The profile of the STOXX Europe Select Dividend 30 index changed dramatically between 2019 and 2021. Banks, which had represented close to a third of the Dividend index in April 2020, were eliminated from the index by June 2020, after dividend payments were halted. Real Estate and Insurance became the largest dividend yield contributors to the Select Dividend index.

Dividend Yield strategies have seen a comeback since November, with the Select Dividend index outperforming the STOXX Europe 600 index in 2021. Active risk for the Select Dividend index came down from the 2020 peaks, but remains far higher than historical levels.

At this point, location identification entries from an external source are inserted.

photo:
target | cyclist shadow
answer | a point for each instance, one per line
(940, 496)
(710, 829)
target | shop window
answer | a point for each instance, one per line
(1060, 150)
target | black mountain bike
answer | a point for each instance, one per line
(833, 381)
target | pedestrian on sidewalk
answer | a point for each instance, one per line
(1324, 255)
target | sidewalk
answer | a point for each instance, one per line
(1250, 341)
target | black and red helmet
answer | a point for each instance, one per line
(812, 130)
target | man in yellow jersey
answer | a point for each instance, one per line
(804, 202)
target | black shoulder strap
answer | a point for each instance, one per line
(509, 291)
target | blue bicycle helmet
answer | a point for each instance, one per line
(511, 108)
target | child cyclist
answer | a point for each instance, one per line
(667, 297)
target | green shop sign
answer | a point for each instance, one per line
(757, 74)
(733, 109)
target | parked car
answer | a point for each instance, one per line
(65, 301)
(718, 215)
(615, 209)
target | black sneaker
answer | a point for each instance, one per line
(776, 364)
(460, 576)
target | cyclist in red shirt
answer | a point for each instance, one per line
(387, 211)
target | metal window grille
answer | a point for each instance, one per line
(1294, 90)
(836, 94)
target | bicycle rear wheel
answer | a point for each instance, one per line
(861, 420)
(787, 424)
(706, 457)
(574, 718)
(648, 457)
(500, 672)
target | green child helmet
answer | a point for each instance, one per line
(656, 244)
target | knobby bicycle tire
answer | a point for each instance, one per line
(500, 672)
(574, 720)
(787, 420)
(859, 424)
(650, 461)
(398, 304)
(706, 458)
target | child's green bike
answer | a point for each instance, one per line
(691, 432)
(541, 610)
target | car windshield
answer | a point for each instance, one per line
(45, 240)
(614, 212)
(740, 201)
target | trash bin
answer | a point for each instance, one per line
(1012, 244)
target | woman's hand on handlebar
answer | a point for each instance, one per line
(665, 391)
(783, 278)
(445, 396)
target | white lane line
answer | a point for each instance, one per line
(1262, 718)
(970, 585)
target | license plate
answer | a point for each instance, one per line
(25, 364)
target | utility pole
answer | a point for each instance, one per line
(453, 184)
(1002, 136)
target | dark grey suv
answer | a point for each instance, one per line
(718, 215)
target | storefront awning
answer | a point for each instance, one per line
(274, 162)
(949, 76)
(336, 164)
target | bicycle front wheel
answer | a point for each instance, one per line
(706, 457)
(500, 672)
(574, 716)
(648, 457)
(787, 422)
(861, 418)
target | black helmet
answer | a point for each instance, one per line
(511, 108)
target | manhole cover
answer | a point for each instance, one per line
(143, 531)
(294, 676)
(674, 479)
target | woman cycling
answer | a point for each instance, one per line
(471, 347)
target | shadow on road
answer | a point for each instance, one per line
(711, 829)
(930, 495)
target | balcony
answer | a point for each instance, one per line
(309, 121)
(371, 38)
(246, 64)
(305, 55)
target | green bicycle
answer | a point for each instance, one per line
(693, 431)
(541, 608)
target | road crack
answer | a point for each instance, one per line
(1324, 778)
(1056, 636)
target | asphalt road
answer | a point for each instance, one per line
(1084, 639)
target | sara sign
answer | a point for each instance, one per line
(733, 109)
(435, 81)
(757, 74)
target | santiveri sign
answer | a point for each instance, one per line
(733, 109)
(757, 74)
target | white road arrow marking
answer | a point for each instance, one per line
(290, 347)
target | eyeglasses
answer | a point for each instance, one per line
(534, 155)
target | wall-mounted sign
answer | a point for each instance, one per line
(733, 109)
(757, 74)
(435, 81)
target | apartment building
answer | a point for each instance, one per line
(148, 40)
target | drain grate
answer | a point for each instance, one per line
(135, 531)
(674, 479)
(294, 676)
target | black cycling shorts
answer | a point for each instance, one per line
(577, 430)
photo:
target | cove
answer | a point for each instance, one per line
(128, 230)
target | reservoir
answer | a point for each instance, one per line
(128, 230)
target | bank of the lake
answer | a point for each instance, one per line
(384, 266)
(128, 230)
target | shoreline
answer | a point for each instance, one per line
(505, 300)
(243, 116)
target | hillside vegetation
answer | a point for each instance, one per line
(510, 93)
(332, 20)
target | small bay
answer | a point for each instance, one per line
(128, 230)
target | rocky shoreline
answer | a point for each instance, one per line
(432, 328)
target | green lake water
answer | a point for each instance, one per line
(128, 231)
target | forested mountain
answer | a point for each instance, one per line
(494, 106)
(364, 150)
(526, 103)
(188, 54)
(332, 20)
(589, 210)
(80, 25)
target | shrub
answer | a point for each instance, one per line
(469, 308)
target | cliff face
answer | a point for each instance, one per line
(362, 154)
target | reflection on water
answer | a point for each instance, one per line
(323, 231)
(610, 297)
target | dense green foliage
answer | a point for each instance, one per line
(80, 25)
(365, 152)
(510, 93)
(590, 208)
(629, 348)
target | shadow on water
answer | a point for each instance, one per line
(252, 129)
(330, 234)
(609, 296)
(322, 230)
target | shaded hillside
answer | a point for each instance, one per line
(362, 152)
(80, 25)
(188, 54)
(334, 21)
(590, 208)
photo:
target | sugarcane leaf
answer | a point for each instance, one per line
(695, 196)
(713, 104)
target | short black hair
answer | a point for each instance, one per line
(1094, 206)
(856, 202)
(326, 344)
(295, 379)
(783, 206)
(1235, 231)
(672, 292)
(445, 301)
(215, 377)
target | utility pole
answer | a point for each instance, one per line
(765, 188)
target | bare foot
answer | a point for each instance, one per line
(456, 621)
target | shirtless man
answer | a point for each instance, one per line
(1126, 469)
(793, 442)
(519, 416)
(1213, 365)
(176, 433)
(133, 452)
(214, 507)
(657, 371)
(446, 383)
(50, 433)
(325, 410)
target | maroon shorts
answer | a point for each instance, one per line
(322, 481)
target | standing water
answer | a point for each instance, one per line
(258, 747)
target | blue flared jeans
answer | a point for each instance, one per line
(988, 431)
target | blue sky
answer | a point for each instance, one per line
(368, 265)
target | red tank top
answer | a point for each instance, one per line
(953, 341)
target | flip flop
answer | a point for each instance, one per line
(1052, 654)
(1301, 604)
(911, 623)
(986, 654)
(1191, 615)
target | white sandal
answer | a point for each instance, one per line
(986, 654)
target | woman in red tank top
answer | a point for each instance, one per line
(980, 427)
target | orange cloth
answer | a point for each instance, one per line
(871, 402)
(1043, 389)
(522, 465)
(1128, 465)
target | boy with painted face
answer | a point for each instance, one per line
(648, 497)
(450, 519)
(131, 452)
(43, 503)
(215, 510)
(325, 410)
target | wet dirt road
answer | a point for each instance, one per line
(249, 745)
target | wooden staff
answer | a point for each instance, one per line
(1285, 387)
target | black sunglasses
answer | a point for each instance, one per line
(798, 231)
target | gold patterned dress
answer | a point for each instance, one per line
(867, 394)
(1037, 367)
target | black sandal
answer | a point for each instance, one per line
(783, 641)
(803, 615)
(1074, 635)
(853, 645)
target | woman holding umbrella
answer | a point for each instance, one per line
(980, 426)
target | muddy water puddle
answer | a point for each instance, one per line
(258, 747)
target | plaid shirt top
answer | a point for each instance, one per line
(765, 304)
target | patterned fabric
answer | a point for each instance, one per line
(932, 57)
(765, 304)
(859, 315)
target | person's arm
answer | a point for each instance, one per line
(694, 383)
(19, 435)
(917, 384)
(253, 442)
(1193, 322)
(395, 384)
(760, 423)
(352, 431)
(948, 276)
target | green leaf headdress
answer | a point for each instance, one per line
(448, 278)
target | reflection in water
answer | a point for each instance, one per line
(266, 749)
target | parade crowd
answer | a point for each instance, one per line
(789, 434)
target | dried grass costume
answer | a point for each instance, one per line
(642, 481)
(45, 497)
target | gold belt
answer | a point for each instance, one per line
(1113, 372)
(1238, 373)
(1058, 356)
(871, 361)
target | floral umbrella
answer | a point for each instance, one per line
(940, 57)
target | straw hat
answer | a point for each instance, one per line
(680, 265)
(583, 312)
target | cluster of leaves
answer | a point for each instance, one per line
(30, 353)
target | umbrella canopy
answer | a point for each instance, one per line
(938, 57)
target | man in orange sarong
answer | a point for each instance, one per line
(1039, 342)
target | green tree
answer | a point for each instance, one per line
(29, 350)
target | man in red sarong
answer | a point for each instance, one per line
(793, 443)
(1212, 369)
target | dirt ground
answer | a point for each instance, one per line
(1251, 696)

Pursuing a high yield strategy today may pay off in the future, but it comes with a higher degree of risk.

For more insights and research from the Applied Research team, please click here.

[1] The Fast Exit rule states that if a company cancels one of its dividends, that company will be deleted from the STOXX Europe Select Dividend 30 index. For more information about the Fast Exit rule, see the index methodology here:

[2] Many thanks to our colleague Walter Wang for providing the Supersector weights and Dividend Yield factor exposure data for this analysis.

[3] The stocks in the STOXX Europe Select Dividend 30 index are selected from STOXX Europe 600.